Apparent mineralocorticoid excess (AME) is a potentially fatal genetic disorder and autosomal recessive cause of hypokalaemia, prenatal and postnatal growth failure, undetectable levels of aldosterone and renin and hypertension, which responds to treatments using glucocorticoid. Apparent mineralocorticoid excess is an extremely rare disorder, accounting to only 60 patients recorded for the past 20 years. Apparent mineralocorticoid excess is a result of mutations of the HSD11B2 gene, which is responsible for encoding the kidney isozyme “11B-hydroxysteroid dehydrogenase”. This isozyme inactivates the circulating cortisol to the less-active metabolite cortisone, which leads to an elevated amount of cortisol in the kidney. Note that high concentrations of cortisol could activate the “mineralocorticoid receptor”, which leads to an aldosterone-like effect in the patient's kidneys. This occurrence causes hypernatremia, hypokalemia and hypertension. Apparent mineralocorticoid excess can also be caused by licorice ingestion, which blocks 11-hydroxysteroid dehydrogenase and increase cortisol activity. Early and aggressive treatment of Apparent mineralocorticoid excess can prevent and improve the mortality and morbidity of end-organ damage rates. Diagnosis is made by DNA and hormonal analysis.
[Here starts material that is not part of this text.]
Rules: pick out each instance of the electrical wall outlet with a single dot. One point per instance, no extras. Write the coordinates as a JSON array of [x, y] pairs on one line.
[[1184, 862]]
Apparent mineralocorticoid excess Symptoms and Signs


Apparent mineralocorticoid excess can be seen after birth with low birth weight and postnatal failure to thrive. Most patients of AME experience hypertension, polydipsia and persistent polyuria. AME is characterized by hyporeninemia, hypokalemic alkalosis and undetectable serum concentrations of “aldosterone”. Majority of Apparent mineralocorticoid excess patients develop hypertension even at a young age. End-organ damages can also occur in the heart, retina, kidney or central nervous system.


Apparent mineralocorticoid excess Treatment


Treatment for Apparent mineralocorticoid excess is primarily focused in correcting hypertension and hypokalemia. Doctors recommend the MR receptor antagonist spironolactone as medication to protect receptors against excessive mineralocorticoid. Reduction in supplemental potassium and dietary sodium is usually instructed. AME patients with “nephrocalcinosis” may require thiazide diuretic. Anti-hypertensive drugs, such as amiloride and thiazides may be helpful as the disease progresses.